Stock markets have fallen across Europe and Asia this morning after the Fed signalled that the US central bank would begin boosting interest rates from crisis-era record lows in March. Following the about-turn in US markets after Chair Powell began talking last night, US equity futures have edged into the green after looking very red earlier this morning.
Bond markets have reacted swiftly to the Fed’s imminent removal of emergency stimulus by pricing in close to five interest rate hikes over the next twelve months. Many Wall Street banks are also revising their FOMC forecasts as Powell declined to rule out faster and bigger rate hikes from March. He said there was “quite a bit of room” to tighten monetary policy without harming the labour market.
Higher rates ultimately mean growth stocks could carry on struggling in the near term, even as the S&P 500 nears correction territory.
The broad-based index has lost roughly 9% of its value in January with speculative stocks particularly hard hit. Higher interest rates not only threaten corporate profits by raising borrowing costs, but they also lower the present value of companies’ forecast earnings.
Dollar joy at higher rates
King dollar has finally reasserted its authority (over those pesky low yielding currencies especially) this morning. The widely followed Dollar Index is enjoying its fourth day of consecutive gains and has hit highs last seen in July 2020. With greenback positioning more balanced, bulls will target the June 2020 high at 97.80.

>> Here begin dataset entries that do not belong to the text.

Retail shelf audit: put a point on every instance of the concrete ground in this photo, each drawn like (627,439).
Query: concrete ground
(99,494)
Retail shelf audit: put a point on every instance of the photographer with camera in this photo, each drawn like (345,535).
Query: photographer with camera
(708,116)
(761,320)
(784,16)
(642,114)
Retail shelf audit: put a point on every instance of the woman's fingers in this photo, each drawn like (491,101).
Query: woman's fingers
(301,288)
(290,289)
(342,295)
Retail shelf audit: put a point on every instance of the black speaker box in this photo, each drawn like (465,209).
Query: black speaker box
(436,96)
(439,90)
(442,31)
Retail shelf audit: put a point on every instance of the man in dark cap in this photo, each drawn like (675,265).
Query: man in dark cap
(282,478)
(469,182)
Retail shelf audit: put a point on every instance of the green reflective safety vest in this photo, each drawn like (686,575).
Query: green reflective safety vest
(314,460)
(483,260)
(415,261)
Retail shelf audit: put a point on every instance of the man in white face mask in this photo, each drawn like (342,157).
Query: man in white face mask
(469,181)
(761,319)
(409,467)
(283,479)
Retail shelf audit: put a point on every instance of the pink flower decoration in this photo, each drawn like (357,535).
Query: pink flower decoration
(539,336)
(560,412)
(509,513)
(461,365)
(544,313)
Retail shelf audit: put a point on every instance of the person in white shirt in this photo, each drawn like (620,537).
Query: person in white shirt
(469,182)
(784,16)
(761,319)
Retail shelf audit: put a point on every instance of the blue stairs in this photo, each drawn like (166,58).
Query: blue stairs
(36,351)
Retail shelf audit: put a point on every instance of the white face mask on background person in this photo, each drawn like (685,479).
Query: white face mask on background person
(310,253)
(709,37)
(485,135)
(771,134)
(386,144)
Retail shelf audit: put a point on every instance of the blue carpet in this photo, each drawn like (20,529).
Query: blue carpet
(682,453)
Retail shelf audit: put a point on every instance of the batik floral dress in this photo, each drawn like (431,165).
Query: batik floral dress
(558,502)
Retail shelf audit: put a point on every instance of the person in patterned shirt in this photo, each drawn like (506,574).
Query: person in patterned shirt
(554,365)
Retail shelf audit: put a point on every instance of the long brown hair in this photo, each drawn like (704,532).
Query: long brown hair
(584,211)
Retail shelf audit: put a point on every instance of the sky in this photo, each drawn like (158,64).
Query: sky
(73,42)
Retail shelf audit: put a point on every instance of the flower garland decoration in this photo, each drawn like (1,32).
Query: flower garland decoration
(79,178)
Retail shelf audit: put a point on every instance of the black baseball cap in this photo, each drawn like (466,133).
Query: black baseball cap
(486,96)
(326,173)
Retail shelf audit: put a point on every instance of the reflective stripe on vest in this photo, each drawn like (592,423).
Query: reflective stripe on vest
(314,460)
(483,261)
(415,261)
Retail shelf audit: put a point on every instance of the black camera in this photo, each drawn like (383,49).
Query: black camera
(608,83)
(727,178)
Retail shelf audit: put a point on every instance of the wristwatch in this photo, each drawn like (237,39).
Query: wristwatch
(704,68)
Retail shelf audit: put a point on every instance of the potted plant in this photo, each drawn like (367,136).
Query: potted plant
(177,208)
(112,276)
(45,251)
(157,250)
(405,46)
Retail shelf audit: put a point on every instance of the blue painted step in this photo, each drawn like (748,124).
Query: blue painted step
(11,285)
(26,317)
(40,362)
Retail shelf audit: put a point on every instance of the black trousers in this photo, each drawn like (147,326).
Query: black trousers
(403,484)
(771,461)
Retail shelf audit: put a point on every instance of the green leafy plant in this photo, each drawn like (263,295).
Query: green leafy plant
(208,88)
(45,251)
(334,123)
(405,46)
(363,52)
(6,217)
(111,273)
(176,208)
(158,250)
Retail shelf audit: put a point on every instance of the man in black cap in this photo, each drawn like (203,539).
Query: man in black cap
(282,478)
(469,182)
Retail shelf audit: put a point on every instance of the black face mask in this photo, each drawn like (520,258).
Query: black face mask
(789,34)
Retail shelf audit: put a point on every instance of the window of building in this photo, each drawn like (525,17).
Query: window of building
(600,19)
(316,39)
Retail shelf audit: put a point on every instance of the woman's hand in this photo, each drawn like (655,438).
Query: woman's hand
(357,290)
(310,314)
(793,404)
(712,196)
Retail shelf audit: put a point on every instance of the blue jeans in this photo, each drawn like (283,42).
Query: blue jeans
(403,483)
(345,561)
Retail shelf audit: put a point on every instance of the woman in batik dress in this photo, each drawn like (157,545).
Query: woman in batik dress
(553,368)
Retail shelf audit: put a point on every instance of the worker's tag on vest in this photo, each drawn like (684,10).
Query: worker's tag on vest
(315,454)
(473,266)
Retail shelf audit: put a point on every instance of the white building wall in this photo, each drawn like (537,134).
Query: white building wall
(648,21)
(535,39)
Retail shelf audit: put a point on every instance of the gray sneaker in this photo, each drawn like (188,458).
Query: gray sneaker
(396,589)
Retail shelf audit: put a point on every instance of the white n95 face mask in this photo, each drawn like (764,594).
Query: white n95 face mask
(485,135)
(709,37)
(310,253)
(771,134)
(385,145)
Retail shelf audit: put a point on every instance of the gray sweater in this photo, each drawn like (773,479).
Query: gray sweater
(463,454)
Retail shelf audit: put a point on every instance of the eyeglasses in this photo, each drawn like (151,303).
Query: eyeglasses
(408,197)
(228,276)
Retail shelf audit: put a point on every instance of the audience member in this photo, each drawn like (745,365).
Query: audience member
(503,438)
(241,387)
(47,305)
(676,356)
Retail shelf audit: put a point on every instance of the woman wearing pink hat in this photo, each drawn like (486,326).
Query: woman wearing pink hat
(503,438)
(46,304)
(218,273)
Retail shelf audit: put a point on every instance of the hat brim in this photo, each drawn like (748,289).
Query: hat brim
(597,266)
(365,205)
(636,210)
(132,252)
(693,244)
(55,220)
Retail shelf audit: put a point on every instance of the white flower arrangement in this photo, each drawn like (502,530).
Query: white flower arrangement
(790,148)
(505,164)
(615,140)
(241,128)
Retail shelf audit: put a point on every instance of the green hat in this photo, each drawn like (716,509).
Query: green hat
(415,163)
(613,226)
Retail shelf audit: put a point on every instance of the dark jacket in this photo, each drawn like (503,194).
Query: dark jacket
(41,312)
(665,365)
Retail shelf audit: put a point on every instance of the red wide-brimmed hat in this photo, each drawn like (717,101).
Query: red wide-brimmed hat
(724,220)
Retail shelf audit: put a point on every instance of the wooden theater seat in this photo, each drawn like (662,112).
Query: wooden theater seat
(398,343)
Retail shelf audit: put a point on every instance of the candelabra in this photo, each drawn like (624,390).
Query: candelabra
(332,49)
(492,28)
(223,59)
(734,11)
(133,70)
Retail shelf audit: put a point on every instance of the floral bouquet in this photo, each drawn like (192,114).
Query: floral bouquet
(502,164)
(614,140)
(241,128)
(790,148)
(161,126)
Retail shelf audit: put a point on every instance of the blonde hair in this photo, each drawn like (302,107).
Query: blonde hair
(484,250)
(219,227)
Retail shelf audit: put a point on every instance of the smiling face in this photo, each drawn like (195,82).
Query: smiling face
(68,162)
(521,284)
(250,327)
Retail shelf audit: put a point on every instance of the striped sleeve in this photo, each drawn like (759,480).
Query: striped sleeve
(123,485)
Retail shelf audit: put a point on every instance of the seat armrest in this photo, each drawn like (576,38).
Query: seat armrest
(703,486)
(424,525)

Meanwhile, EUR/USD has plunged to new cycle lows below the previous bottom from November at 1.1162. The ECB is firmly sticking to the script that any bump in inflation will not hurry then into the start of a hiking cycle. Until this changes, then the world’s most popular currency pair should stay under pressure. The focus is likely to shift to the 1.10 area now that support has been broken and prices close the week below support/resistance. Traders will be watching today’s Q4 US GDP and the Fed’s favourite gauge of inflation, the core PCE deflator, which is released tomorrow.

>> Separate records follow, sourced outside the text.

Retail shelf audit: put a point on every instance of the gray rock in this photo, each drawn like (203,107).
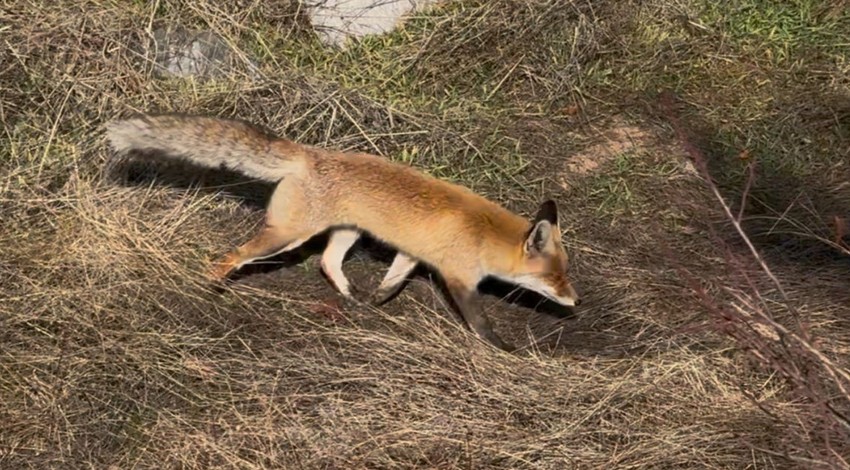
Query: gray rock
(337,20)
(180,52)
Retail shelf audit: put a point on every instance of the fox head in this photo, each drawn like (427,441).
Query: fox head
(544,262)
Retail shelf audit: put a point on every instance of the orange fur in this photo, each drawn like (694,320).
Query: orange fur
(460,234)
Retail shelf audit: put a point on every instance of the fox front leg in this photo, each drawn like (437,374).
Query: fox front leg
(469,305)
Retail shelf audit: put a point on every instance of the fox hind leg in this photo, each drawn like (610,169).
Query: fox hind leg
(271,240)
(338,245)
(399,270)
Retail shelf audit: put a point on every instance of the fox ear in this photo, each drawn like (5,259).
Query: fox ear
(548,211)
(538,237)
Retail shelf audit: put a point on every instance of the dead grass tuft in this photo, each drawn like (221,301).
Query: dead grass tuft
(114,353)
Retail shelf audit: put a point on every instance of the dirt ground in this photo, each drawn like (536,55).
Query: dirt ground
(701,342)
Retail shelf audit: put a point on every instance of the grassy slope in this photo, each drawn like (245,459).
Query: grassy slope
(114,352)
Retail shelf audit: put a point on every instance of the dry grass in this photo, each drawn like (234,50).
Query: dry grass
(115,354)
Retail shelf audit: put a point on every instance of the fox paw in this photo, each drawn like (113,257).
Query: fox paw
(359,295)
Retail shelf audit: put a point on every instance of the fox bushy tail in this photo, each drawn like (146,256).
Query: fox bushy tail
(209,142)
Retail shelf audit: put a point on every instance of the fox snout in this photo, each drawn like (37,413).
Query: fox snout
(566,294)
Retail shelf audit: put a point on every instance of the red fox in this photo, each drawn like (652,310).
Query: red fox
(459,234)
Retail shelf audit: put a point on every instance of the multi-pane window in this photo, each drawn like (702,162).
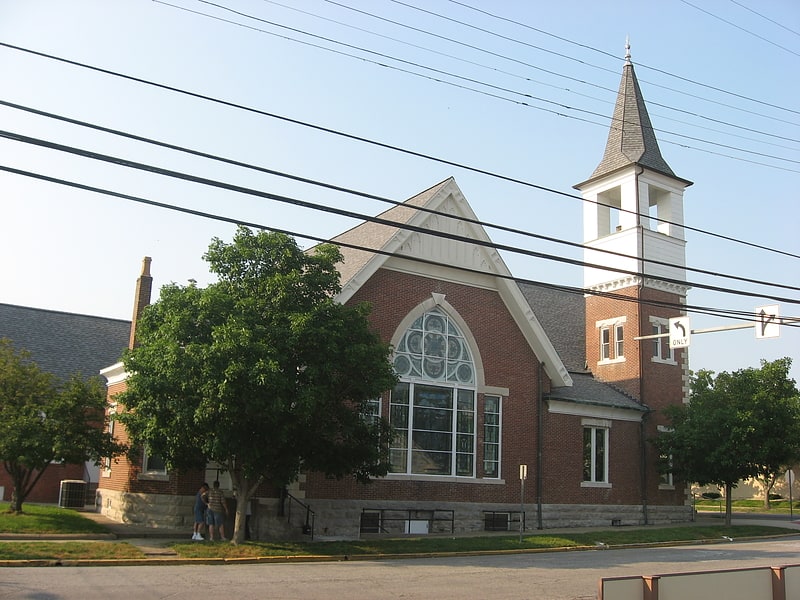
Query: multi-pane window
(433,407)
(595,454)
(612,339)
(662,352)
(111,421)
(665,481)
(371,411)
(605,343)
(434,430)
(153,464)
(619,340)
(491,436)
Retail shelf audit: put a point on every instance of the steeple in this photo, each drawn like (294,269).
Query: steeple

Apple to report after the US closing bell
We have had some notable earnings releases over the past few days with Microsoft and Tesla reporting, and investors preparing for Apple’s latest quarterly figures later today. The tech titan is expected to report all-time record revenue and a 13% rise in earnings. That said, the company which was the first to hit a $3 trillion market cap, has struggled to meet demand for sales of its iPhone 13 due to supply chain problems.
Apple watchers will also focus on its higher-margin services division which is set to grow at a much faster pace than the tepid pace of iPhone sales.
Technically, the stock has fallen sharply from all-time highs at $182.87 which it touched at the start of the year. But prices have found support more recently around the 100-day simple moving average and previous September highs at $157/$158. Bulls will want to get above the 50-day moving average around $168 to slow the current bearish momentum.